This past week I met with a distraught mother and father at a long term acute care facility in San Diego. Their 36yr old only son had been hit by a car 5 weeks earlier and suffered severe brain injury. To add insult to injury, he’s suffered a severe stroke after that.
Mom and Dad were being asked to make a very important decision about whether or not they wanted cardiopulmonary resuscitation. This is otherwise known as “CPR” or “code status.”
With no advanced directive to guide them they were torn about the decision. They desperately needed support from their attending physician but he had become impatient, refusing to spend time with them discussing the ramifications of this huge decision. Hard to imagine right?
They told me that this physician clearly voiced his disagreement with their initial thoughts on the decision. He’d walked out on them once and hung up the phone on them another time. He did not direct anyone on the staff to facilitate a meeting with a social work or psychiatric expert who could help this devastated couple make the most important decision of their lives.
They went looking on the internet for an advocate and found me.
I met this couple in their son’s room. My visit was well timed as a very young social worker walked in. In the nicest possible way I told her that mother and dad wanted to talk with her about their son’s code status. She stood at the young man’s bedside and initiated the conversation with the mother on the opposite side of the bed. I suggested we move to a private room.
Immediately she became agitated and hurried out of the room saying she’d be right back. She reappeared with a very hostile management type and we were escorted down the hall into a conference room where we had an unnecessarily difficult meeting.

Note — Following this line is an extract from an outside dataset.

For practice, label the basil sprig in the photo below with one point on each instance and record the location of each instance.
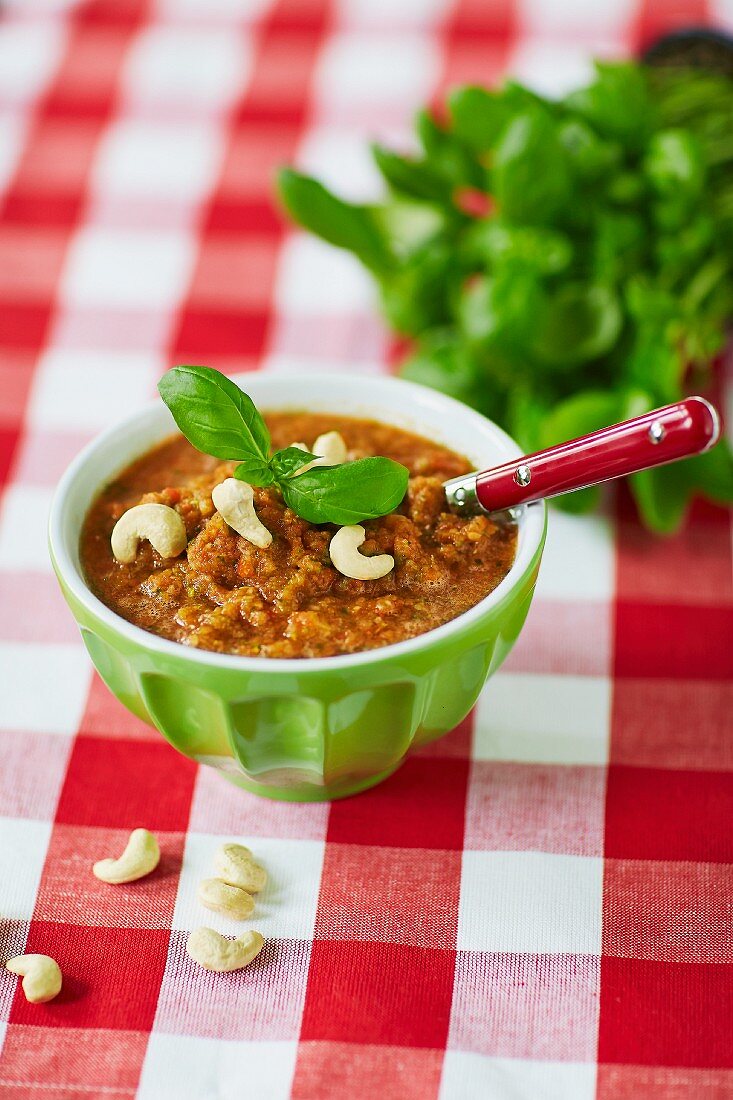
(219, 419)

Leaving the juicy and more dramatic part of this out, I’ll just say that in the end it was a helpful meeting but it was unnecessarily hard on the family who’d been completely disempowered in this situation.

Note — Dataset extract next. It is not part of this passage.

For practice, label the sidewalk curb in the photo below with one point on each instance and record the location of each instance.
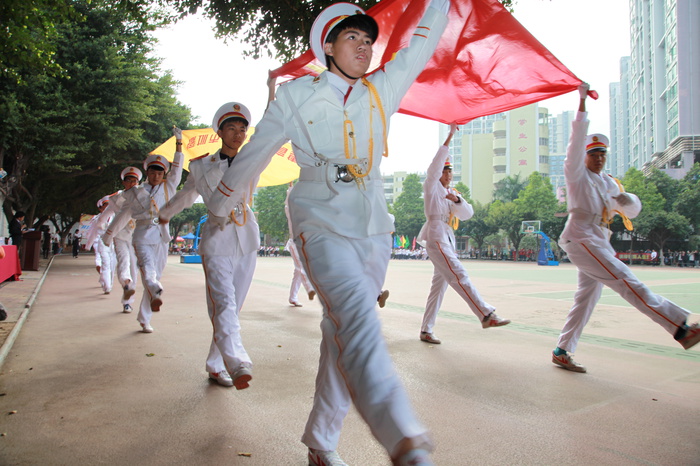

A request to speak with the neurologist (who they hadn’t seen in five weeks of in-patient status), was honored and offers of assistance were finally extended.
In this case the medical providers had failed this family. These grieving parents were left feeling victimized themselves. With professional advocacy on their behalf, things changed. This week they are meeting with each of the physician’s involved to review the pros and cons of each decision.
Many patients and their families expect that that good communication with medical staff in the hospital or otherwise will automatically happen. The truth is that sometimes it does and sometimes it just doesn’t. Stressed people don’t always respond the way they should and overtaxed medical systems can fail. Expectations can be unrealistic on both sides.
In this case parents were being expected to process terribly traumatic information about their only son and come to a decision without the dialogue they needed to process. This family is now is now being given the information they need to make their best decision. It didn’t happen easily but it did happen.
Patient and family advocates are critical in making sure that both the patient and family are treated with the respect they deserve. Patient and family advocates can also be hospital management’s best friends if they are able to facilitate positive outcomes all the way around.